Alexandru Spiridon (born 20 July 1960, in Edineț) is a former professional footballer and current football manager from Moldova. Spiridon played as a midfielder during his football career, winning the Moldovan Footballer of the Year award in 1992. He made 16 appearances for the national team, scoring one goal. He worked as the assistant manager at Russian club Zenit St. Petersburg, joining the club in 2016 with manager Mircea Lucescu.

Career

Playing career

Spiridon played as a midfielder during his football career, winning the Moldovan Footballer of the Year award in 1992. He began his career at Nistru Chișinău, before moving to SKA Kiev in 1982. He scored 3 goals in 34 games for the club. Spiridon rejoined Nistru Chișinău in 1983 and played 19 times in his first season. He made 16 appearances the following year, and played 23 times for the club in 1985, scoring 4 goals. In 1986, he played 27 matches and scored 3 goals. He joined Zarya Bălți in 1987 and moved to Zimbru Chișinău in 1991. He was named the Moldovan Footballer of the Year award in 1992 and scored 12 goals in 30 appearances in the 1992-93 season. In the 1993-94 season, he scored 13 goals in 20 games for the club. He won 5 league titles in a row with the club between 1992 and 1996. He joined Tiligul Tiraspol in 1996 and ended his playing career with the club.

Spiridon made 16 appearances for the national team, scoring two goals.

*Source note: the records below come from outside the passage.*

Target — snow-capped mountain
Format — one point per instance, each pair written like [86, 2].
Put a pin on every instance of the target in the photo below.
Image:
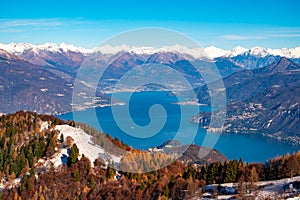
[19, 48]
[210, 52]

He played his last international match on 29 March 1995 in a 3-0 defeat to Albania.

Managerial career

Spiridon joined Ukrainian side Shakhtar Donetsk in 2004 as the assistant manager to Mircea Lucescu. Shakhtar won the Ukrainian Premier League title in the 2004-05 season. Shakhtar have won the league 7 times during Spiridon's time as assistant manager (2004–05, 2005-06, 2007-08, 2009-10, 2010-11, 2011-12, 2012-13). They have also won 4 Ukrainian Cup trophies (2007-08, 2010-11, 2011-12, 2012-13) and 5 Ukrainian Super Cup trophies (2005, 2008, 2011, 2012, 2013). Shakhtar also won their first European trophy in the 2008-09 UEFA Cup, the last UEFA Cup before its rebranding as the UEFA Europa League.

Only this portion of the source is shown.